This program shows a root folder with no associated label and nodes labeled Apollo and Skylab. Clicking on the expansion icons of either of these opens it to show the numbered missions, and clicking on any of these shows the crew for that flight. Let's look at an extract from the source of this example:
import javax.swing.*;
import javax.swing.tree.*;
public class TreeExample1 extends JTree {
public TreeExample1() {
DefaultMutableTreeNode rootNode =
new DefaultMutableTreeNode();
DefaultMutableTreeNode apolloNode =
new DefaultMutableTreeNode("Apollo");
rootNode.add(apolloNode);
DefaultMutableTreeNode skylabNode =
new DefaultMutableTreeNode("Skylab");
rootNode.add(skylabNode);
// CODE OMITTED
this.setModel(new DefaultTreeModel(rootNode));
}
public static void main(String[] args) {
JFrame f = new JFrame("Tree Example 1");
TreeExample1 t = new TreeExample1();
t.putClientProperty("JTree.lineStyle", "Angled");
t.expandRow(0);
f.getContentPane().add(new JScrollPane(t));
f.setSize(300, 300);
f.setVisible(true);
}
}
This class is defined as an extension of JTree, which allows the creation of its data to be encapsulated within it. The root node and all of the child nodes are created and a tree structure is built from the nodes as described earlier. The JTree needs a data model in order to display anything, so the last step of the constructor is to install a model that contains the structure that has just been created:
this.setModel(new DefaultTreeModel(rootNode));
This creates a new DefaultTreeModel and initializes it with our root node, then uses the JTree setModel method to associate the data model with the tree. Since our class is derived from JTree, its default constructor will have been invoked at the start of our constructor. As noted earlier, this creates a tree with a model containing dummy data. When setModel is called at the end of the constructor, this data is overwritten with the real data.
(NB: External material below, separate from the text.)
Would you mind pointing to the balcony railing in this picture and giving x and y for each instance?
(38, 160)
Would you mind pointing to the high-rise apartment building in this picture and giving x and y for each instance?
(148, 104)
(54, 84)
Another way to create a JTree is to directly pass it the root node. If you use this method, it creates a DefaultTreeModel of its own and wraps it around the node that you pass to its constructor. Here's a short example of that:
DefaultMutableTreeNode rootNode =
new DefaultMutableTreeNode();
DefaultMutableTreeNode apolloNode =
new DefaultMutableTreeNode("Apollo");
DefaultMutableTreeNode skylabNode =
new DefaultMutableTreeNode("Skylab");
rootNode.add(apolloNode);
rootnode.add(skylabNode);
JTree t = new JTree(rootNode);
If you look at the main method in the code extract shown above, you'll notice the following line after the tree was created:
t.expandRow(0);
This line uses the expandRow method to ensure that row 0 of the tree is expanded to display the children that the node on that row contains. In fact, this line is redundant in this example because the root node is expanded by default. You can force a node to be shown in an unexpanded state by calling the collapseRow method, which also requires the index of the row within the tree. We'll say more about the methods that can be used to expand and collapse parts of the tree later in this chapter.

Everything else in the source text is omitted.